Nel 1993 Paolo Savona, all’epoca ministro dell’industria, del commercio e dell’artigianato nel governo Ciampi, propose un’alleanza industriale preventiva tra i grandi gruppi industriali nazionali e le controparti d’Oltralpe per prevenire un eccessivo schiacciamento del capitalismo nazionale in caso di protagonismo francese. Secondo lei, la materializzazione della proposta di Savona avrebbe potuto riequilibrare un rapporto fattosi col tempo asimmetrico?
Ci avrebbero mangiati vivi. Assicurazioni Generali, di Venezia, da decenni è a partecipazione francese e il loro CEO è francese, Donnet. Oggi ci sono due banche italiane che hanno presidenti francesi, la Fiat con un presidente americano. Questo è pensabile solo in Italia. Sarebbe stato un rapporto completamente asimmetrico.
Quali lezioni potrebbe apprendere l’Italia dal modello capitalistico francese basato su protezionismo, tutela dei campioni nazionali e dirigismo?

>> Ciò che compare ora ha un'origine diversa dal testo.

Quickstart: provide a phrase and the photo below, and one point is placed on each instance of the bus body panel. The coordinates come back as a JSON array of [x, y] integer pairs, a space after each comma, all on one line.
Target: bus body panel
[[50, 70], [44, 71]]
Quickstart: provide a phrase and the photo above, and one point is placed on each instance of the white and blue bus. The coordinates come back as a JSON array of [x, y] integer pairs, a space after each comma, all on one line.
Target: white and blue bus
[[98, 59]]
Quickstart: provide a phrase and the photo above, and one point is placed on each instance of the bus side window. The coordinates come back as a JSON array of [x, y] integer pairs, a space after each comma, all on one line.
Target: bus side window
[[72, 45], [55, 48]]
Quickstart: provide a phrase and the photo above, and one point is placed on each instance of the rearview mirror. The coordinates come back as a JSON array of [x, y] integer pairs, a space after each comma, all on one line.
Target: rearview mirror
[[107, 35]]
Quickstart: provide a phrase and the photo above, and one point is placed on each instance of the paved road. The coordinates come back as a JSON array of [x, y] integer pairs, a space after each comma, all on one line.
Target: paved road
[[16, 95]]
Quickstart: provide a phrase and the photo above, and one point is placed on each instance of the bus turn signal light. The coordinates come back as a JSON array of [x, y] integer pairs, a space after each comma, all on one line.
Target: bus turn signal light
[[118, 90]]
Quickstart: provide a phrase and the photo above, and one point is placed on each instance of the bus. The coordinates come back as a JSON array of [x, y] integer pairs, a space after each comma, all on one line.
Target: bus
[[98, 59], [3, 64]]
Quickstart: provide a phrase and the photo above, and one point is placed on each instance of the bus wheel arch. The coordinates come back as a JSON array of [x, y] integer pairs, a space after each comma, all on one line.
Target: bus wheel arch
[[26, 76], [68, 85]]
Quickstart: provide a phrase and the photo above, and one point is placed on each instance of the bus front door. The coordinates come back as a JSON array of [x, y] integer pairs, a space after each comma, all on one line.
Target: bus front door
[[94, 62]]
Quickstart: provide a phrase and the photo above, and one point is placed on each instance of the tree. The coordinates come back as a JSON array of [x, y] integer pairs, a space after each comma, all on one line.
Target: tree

In Francia si possono trovare ministri che sono ex capitani di impresa, e viceversa. C’è una circolarità dell’élite all’americana: si passa dalle cariche pubbliche a quelle private, e viceversa. In Italia questo non c’è, perché c’è una distinzione netta tra politica e business. Dubito che l’Italia possa imparare qualcosa, perché per poter applicare le politiche francesi dovrebbe diventare la Francia, essere uno stato anziché una società. Ci fu un periodo dove lo Stato italiano contava, il periodo delle grandi aziende statali, come l’Eni di Mattei, ma dalla liquidazione avvenuta dopo l’incontro del Britannia del 1992 – al quale partecipò lo stesso Draghi in qualità di funzionario – l’Italia non ha più gli strumenti per fare una politica industriale alla francese. Diciamo così: l’Italia è un Paese senza testa e non possiamo cambiare, perché superati certi limiti non si può più cambiare.
Secondo lei è possibile che Italia e Francia possano collaborare sulla base di un’agenda comune anti-austerità in Europa e, magari, raggiungere un equilibrio anche tra Africa e Mediterraneo? Vede possibilità di convergenza su fronti come Sahel, Mediterraneo orientale e Libia?
Quando Macron dice che la Nato è morta, la sua idea qual è? Trasformare la comunità europea in direzione di una politica di difesa che consenta alla Francia di fare guerre in Africa con il sangue e i soldi degli europei. E gli italiani che partecipano alle missioni nel Sahel, come in Mali e Niger, hanno la funzione di ascari. Per quanto riguarda l’Europa, il discorso di Draghi sul debito preannuncia una svolta, significa che è finita l’austerità, ma questo trascende Italia e Francia.
La linea cooperativa che il governo Draghi ha promosso tramite Giancarlo Giorgetti con ministri (Le Maire) e commissari (Breton) di Emmanuel Macron potrebbe spianare la strada all’Italia in direzione dell’ottenimento di un ruolo paritario nei progetti francesi di autonomia strategica europea?
Non credo, da quello che ho detto risulta chiaramente che non è possibile. Forse non saremmo neanche dei junior partner.